I was fascinated how the patriarchies of army violence and armed freedom struggles in Kashmir and Bastar are getting connected in the stories of these girl children. I was also disturbed how the armed struggle in Kashmir has deformed the Kashmiriat nurtured by Sufism. I met several people who complained about finding the different layers of the book a bit disconnected. It is true, I also had to read it a second time.

I feel one of the difficulties is to come to terms with the three male characters from Architecture  School to whom Tilotama relates. The depiction of the upper caste, upper class culture of two of these study mates, their involvement with establishment, media, even army, is very revealing and disturbing, while the third one, a Kashmiri freedom fighter , Musa, gets sucked into the pull of the popular struggle, which finally spells his death. The striking question which the Kashmir angle of the book raises is whether the militarisation of the Indian state leads to its self destruction. A very pertinent question indeed.
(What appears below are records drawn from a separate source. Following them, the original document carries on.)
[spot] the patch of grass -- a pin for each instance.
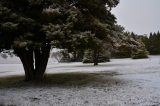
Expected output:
(61, 79)
(11, 81)
(70, 79)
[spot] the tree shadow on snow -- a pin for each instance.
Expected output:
(98, 79)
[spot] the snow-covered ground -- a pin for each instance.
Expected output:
(121, 82)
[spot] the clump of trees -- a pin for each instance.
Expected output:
(152, 43)
(32, 27)
(127, 45)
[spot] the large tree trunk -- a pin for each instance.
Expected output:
(41, 60)
(34, 62)
(95, 57)
(26, 57)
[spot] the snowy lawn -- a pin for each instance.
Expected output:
(121, 82)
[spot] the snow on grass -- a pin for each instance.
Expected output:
(121, 82)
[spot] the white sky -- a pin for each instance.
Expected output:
(139, 16)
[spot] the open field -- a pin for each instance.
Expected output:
(121, 82)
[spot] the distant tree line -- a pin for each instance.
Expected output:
(152, 43)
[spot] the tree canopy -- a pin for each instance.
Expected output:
(31, 27)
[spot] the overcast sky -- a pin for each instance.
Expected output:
(139, 16)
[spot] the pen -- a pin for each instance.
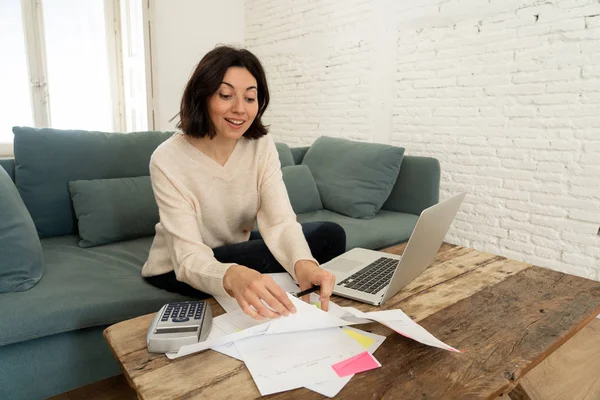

It also applies to armed liberation struggles.

Strangely, this is a marvelous book, witty, perceptive, full of love for life and all creatures, deeply caring. The poor and destitute who people these pages will not be able to read and the middle class who reads may not quite understand, because they are stuck in their middle class culture and find it difficult to get it how Jantar Mantar, Kashmir and Bastar and the new life in the old Delhi graveyard are connected. This is a book about resurrection and uprising, hope and love, because “Miss Jebin Udaya is come”. I feel deeply thankful for this book full of Urdu poetry and light, in these dark times.

 

Gabriele Dietrich is a Sociology Professor at the Tamil Nadu Theological Seminary, Madurai, affiliated to the nation’s first University, the Senate of Serampore College (University).